Archers feels like it lacks a true center, or a solid ground for the listener to firmly plant themselves upon, and as such, there’s a good chance that a lot of this material will simply fly right over your head.  But if some patience is given and if you can go into this listen with a little bit of an adventurous spirit,  it’s quite satisfying how much of Archers hits dead center after the record is given time to digest.   The title-track is incredible, with bass notes that drop like warheads and a spidery, thrilling chorus line.  “A Hatchet, A Hatchet” burns with an urgent fervor in the verses, until it falls into a silken chorus and bridge reminiscent of the JE classic “The North Sea.”  There are three instrumentals on the record, and all of them fit perfectly, providing some of the record’s most beautiful and chilling sounds.  They’re a major step up in consistency compared to many of Joy Electric’s past instrumentals, which sometimes bordered on frustrating pointlessness.  

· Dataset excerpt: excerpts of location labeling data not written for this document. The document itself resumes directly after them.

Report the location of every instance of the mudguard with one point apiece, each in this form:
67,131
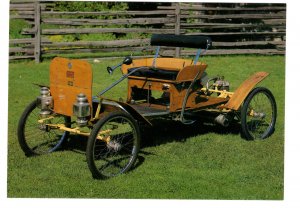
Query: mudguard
244,89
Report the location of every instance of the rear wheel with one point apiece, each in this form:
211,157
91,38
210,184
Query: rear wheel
113,145
36,138
258,114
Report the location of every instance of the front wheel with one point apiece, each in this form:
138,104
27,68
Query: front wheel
37,138
258,114
113,145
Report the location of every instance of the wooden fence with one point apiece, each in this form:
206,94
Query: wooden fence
234,29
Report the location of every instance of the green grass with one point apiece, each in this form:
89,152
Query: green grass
176,162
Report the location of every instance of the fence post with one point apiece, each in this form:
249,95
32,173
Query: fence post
177,26
37,35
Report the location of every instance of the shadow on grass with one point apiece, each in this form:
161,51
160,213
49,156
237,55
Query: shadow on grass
163,132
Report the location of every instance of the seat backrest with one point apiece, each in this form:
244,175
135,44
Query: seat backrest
68,78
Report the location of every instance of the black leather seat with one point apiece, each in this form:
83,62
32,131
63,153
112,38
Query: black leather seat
150,72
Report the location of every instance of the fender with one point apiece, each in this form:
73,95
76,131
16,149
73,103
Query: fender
244,89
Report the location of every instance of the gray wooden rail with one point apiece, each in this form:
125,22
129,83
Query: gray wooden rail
234,28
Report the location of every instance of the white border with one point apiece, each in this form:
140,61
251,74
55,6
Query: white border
290,204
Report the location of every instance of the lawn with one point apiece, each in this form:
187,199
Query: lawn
175,162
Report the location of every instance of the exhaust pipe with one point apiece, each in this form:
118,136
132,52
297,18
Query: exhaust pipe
222,120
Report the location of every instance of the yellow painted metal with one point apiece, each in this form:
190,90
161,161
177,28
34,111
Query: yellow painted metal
244,89
222,93
68,78
76,130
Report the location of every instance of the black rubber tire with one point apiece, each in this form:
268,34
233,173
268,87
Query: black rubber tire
112,154
258,128
36,139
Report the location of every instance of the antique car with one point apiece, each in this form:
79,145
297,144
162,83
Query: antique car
169,88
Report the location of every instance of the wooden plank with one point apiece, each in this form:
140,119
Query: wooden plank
226,25
100,30
235,16
21,57
195,7
13,5
117,43
111,13
177,27
237,33
37,35
94,50
274,21
226,52
247,43
131,21
21,41
21,50
21,16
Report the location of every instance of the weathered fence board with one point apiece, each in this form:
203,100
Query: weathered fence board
131,21
234,28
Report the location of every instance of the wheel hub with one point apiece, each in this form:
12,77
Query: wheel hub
114,145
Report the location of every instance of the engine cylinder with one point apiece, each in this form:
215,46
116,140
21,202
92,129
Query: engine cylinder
45,102
82,110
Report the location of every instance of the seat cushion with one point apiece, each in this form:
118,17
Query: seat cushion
157,73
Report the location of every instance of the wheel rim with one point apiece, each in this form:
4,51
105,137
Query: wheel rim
116,147
260,115
41,138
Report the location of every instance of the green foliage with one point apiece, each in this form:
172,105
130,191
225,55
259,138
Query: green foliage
175,162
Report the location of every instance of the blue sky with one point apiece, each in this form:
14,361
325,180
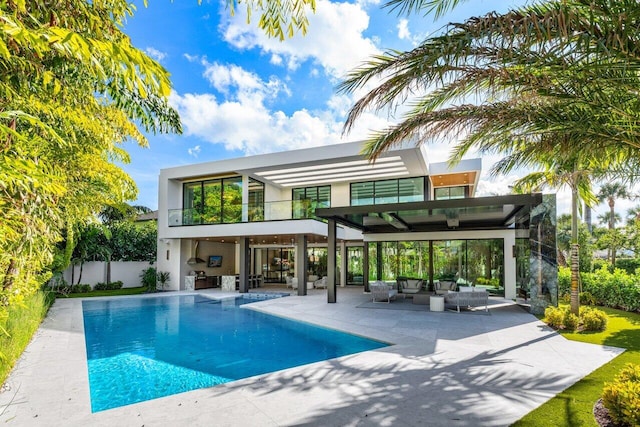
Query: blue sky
240,93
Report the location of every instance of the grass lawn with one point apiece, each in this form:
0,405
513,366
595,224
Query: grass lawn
574,406
115,292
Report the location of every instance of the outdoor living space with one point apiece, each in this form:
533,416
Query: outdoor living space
473,368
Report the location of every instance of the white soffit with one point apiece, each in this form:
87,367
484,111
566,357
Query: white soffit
325,173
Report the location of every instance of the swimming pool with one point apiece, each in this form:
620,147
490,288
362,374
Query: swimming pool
144,348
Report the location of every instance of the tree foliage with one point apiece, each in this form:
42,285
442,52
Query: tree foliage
73,89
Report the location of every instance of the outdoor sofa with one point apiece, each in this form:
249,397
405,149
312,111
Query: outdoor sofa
381,291
468,296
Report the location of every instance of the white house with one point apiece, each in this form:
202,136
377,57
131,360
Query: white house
353,221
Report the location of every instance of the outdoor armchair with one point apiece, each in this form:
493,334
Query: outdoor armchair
380,291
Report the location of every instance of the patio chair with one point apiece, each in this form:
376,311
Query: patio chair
321,283
382,291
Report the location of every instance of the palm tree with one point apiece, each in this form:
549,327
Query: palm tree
542,85
610,192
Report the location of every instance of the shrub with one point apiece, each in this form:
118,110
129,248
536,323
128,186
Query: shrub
593,319
570,320
587,299
80,289
554,316
622,397
564,281
108,286
148,278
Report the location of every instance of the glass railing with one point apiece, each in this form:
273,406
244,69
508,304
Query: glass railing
233,214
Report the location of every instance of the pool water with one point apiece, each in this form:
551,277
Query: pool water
144,348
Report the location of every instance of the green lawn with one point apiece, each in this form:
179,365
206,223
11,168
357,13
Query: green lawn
574,406
115,292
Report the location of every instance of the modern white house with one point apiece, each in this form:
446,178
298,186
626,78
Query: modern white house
329,212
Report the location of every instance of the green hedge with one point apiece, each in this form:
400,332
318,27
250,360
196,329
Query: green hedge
617,289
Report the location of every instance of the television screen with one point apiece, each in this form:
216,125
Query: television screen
215,261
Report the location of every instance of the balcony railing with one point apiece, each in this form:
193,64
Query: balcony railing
234,214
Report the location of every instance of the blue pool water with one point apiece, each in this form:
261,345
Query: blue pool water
144,348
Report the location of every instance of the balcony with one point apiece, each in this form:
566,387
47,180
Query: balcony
240,213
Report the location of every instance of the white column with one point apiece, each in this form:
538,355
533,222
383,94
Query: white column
245,198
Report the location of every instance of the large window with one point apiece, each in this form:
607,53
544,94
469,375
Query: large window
217,201
450,193
307,199
387,191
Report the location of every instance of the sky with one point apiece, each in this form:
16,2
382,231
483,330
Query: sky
241,93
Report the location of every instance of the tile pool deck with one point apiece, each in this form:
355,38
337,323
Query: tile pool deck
444,369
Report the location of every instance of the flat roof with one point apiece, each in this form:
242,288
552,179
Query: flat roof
322,165
478,213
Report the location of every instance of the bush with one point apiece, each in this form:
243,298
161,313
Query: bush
570,320
587,299
593,319
622,397
148,278
18,322
108,286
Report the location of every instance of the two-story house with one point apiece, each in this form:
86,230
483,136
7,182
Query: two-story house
328,211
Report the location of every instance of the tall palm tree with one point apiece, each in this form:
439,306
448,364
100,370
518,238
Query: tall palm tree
609,192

The archer alluded to in the lyrical themes could either be the lost and lifeless individual sung about throughout the recording, or it could be Satan himself- “you among the league of militants/ how little you have learned/ tried but failed to be one of the innocents/ little left of yourself/ oh no, the most terrible archer…”  The point of Archers seems to be a cry for escape--to find refuge and safety from the prowling, devouring lion, and to be careful not to become one ourselves.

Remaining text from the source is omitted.